Faith can't be observed or quantified. (drives scientists, and even the man on the street, nuts!)

And here's the tough part. Faith is a gift. Not everyone has it. If you don't have faith, you can't just go out and get it somewhere. You can't will yourself to believe. "The message of the cross is foolishness to those who are perishing".

A couple well-known phrases from the lips of Jesus: "Let the man who has eyes see", and "let those with ears hear".

The meaning is, "Let the man who has the faith I gave him understand."

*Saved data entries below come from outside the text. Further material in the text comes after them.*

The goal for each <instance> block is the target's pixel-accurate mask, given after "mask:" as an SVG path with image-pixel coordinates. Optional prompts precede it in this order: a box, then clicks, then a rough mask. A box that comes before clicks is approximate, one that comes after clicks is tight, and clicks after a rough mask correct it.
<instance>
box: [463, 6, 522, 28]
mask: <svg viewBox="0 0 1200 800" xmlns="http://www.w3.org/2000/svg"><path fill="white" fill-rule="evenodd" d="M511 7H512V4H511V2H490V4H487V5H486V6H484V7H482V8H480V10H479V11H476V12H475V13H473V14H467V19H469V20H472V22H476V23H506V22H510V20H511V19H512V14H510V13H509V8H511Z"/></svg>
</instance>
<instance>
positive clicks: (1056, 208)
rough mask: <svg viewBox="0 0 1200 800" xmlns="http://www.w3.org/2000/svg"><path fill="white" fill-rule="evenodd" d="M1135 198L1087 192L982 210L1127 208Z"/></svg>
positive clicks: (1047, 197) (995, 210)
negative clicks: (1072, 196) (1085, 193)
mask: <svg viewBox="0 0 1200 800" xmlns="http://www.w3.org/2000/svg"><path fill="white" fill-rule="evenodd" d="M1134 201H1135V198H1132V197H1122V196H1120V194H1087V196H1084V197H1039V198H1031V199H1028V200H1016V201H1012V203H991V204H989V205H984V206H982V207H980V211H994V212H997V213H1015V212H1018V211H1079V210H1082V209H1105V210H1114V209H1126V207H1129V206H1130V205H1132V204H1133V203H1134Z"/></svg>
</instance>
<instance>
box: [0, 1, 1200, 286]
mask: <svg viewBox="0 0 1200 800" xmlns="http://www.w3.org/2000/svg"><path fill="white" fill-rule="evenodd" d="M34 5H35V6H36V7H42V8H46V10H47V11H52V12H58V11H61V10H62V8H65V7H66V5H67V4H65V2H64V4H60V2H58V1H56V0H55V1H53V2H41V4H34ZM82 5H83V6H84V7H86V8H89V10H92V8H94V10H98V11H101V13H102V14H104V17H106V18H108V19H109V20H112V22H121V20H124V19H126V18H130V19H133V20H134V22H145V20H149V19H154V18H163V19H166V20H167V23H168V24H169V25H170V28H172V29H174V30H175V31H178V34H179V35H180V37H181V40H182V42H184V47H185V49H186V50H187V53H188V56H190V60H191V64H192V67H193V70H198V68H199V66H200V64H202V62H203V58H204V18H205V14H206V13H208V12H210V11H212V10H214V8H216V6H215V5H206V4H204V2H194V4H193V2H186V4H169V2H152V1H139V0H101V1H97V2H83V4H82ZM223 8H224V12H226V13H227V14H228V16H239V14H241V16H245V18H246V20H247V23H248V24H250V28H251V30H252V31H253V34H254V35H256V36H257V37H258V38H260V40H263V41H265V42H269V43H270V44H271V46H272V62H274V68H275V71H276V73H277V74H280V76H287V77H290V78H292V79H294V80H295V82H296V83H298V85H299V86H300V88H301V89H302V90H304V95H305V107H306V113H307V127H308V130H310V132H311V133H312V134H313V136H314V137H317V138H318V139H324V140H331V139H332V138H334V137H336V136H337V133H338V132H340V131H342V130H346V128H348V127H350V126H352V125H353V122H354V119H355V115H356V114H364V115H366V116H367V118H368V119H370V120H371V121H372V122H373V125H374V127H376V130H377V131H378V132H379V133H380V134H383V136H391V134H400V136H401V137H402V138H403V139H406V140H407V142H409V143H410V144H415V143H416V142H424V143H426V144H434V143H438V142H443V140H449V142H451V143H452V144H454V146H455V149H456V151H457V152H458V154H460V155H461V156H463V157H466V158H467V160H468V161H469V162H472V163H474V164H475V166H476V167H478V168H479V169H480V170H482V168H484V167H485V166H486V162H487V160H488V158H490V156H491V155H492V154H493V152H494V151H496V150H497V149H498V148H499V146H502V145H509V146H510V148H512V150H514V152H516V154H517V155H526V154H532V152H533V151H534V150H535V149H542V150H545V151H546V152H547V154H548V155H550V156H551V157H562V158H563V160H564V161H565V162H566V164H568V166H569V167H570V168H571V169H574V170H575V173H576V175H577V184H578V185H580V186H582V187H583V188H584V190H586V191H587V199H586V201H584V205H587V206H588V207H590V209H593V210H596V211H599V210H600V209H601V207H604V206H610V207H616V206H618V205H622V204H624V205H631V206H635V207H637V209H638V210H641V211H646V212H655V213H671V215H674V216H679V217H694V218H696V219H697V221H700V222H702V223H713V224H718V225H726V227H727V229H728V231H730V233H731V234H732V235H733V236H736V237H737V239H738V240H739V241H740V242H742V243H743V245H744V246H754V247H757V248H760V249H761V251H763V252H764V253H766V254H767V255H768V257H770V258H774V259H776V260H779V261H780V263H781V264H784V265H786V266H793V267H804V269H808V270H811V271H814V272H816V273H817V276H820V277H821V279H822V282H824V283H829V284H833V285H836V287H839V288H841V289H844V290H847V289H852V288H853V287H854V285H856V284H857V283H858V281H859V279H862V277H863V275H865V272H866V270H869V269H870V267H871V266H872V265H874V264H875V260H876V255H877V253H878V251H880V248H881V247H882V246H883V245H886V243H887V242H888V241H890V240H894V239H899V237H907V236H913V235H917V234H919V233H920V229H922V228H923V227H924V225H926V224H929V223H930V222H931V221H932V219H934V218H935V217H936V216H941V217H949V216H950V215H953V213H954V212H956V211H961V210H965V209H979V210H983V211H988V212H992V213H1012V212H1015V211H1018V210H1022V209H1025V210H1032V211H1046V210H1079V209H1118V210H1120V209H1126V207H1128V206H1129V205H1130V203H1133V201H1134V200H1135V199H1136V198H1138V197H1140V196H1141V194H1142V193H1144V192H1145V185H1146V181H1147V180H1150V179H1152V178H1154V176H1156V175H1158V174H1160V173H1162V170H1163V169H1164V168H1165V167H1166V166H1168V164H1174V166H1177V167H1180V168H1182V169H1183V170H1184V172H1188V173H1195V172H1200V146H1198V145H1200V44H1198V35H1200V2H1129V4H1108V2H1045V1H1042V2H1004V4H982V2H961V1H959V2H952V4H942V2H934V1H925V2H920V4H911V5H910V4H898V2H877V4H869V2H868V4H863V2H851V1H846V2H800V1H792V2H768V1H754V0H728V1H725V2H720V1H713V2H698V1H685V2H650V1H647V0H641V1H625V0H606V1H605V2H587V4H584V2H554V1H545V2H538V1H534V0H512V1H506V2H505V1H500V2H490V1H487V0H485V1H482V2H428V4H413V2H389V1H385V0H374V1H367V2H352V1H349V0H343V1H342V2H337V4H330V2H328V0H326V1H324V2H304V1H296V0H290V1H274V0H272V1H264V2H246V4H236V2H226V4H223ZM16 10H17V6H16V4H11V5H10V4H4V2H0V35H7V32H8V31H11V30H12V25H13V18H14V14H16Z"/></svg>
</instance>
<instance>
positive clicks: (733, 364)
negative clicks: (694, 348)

That faith trumps all the "facts" science insists upon. And here's why. Science absolutely DEMANDS a naturalistic starting point with no God, nothing supernatural and no miracles. But everything about God and His Creation, and the way He comes to those He choses to be His children, is miraculous!

I remember my pre-faith days. All the science made sense. Then something miraculous happened, and my entire perspactive changed. I'm not saying Ken Hamm has it all ironed out, but I certianly understand his point of view.

Something miraculous did happen in the beginning. The rules that operate now were just getting set up then. You can't expect a miracle to conform to natural law.

More importantly, God gave us an account of what happened back then. One of the most helpful definitions of faith is this: "Faith is believing that what God has said is so."

The man without faith doesn't believe God about almost anything. Doesn't believe God exists, doesn't believe in heaven or hell, miracles, demons, spiratual warfare, sin, etc, etc, etc.

The man without faith accepts the scientific explanation because he accepts the premises and assumptions of science. Matter and energy are all there is, ever was and ever will be...

My advice? Challenge those assumptions.

(sorry about being posting as "anonymous" here. I stumbled on this blog and don't have an account. My name is David. I will try to remember to check back.)